Again, we owe a lot of our success to our publishing partners, but Blizzard has delivered to us a unique title in StarCraft II. We just felt like if we waited longer we wouldn’t serve our primary audience well. The other titles have a different structure, but our partnership with Blizzard means it makes sense to launch 2012 with it. We love all our are partners, but StarCraft II is advancing competitive gaming.

The other titles we’ll make an announcement for pretty shortly, but StarCraft II communities are all a big part of what we did right last year.

Anything you can tease us with for what’s coming in the spring season for MLG?

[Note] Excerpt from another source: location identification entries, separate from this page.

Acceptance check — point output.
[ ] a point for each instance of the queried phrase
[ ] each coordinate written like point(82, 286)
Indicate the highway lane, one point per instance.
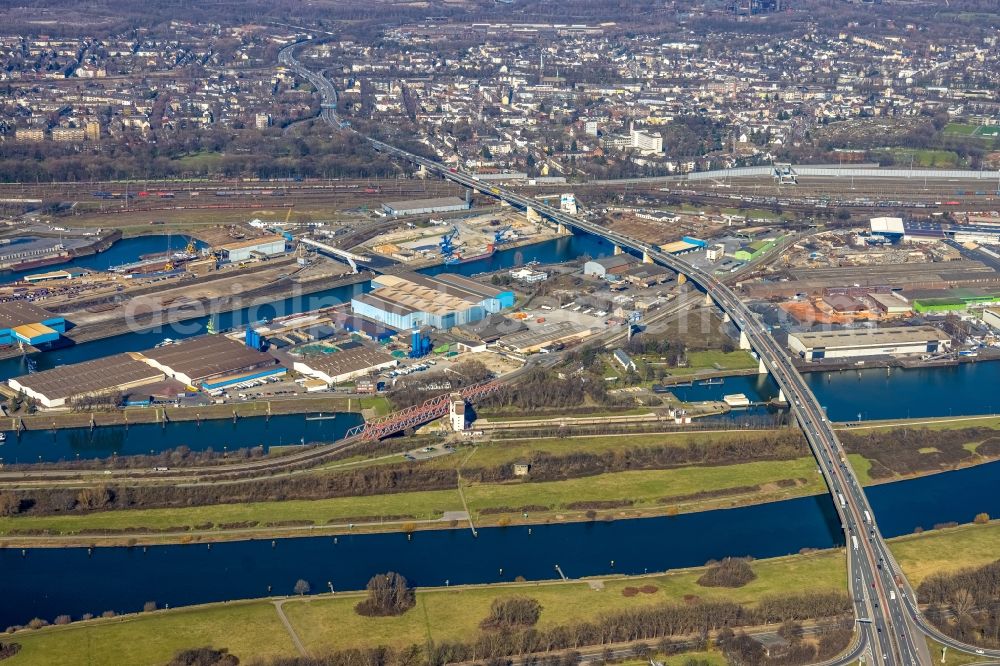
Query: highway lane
point(889, 634)
point(890, 624)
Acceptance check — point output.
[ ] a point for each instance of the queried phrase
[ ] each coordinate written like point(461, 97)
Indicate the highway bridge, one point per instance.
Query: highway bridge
point(891, 629)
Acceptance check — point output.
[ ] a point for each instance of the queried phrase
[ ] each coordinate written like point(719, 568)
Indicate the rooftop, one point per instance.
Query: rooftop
point(19, 313)
point(347, 361)
point(252, 242)
point(870, 336)
point(97, 376)
point(207, 356)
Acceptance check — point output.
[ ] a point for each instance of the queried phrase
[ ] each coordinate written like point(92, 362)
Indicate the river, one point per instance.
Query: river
point(32, 446)
point(50, 582)
point(552, 251)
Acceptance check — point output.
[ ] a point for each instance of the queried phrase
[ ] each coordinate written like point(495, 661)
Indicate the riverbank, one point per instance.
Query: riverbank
point(271, 627)
point(256, 628)
point(303, 404)
point(608, 496)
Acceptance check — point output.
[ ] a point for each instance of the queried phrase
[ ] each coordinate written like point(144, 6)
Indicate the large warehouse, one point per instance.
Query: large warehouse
point(212, 362)
point(24, 322)
point(345, 365)
point(243, 250)
point(411, 300)
point(894, 341)
point(426, 206)
point(102, 376)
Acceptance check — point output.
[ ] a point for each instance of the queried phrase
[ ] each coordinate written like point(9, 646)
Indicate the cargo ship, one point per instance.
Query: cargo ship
point(155, 262)
point(30, 264)
point(451, 260)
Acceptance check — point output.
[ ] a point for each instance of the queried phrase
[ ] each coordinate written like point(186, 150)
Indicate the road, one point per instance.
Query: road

The way we are going to approach it is that we’ll focus on Winter and we have some surprises for Spring. I’ve been told I need to respect embargos [laughs] so I’ll say our focus is on Winter right now. This year is more of doing what we do best. Our future games may be familiar and some of them may not be so familiar.

What areas is MLG looking to expand with in 2012?

What we’re going to see, if you saw the engagement and growth over 18 months for us, is that sponsors will have more engagement and content, fans will see more teams and brands. Every Sunday during the Fall you see football and now we bring in regularly scheduled competitive gaming for fans. The advertisers have more opportunity to get out in front of gamers with this year long engagement so it’s not as much of a leap of faith.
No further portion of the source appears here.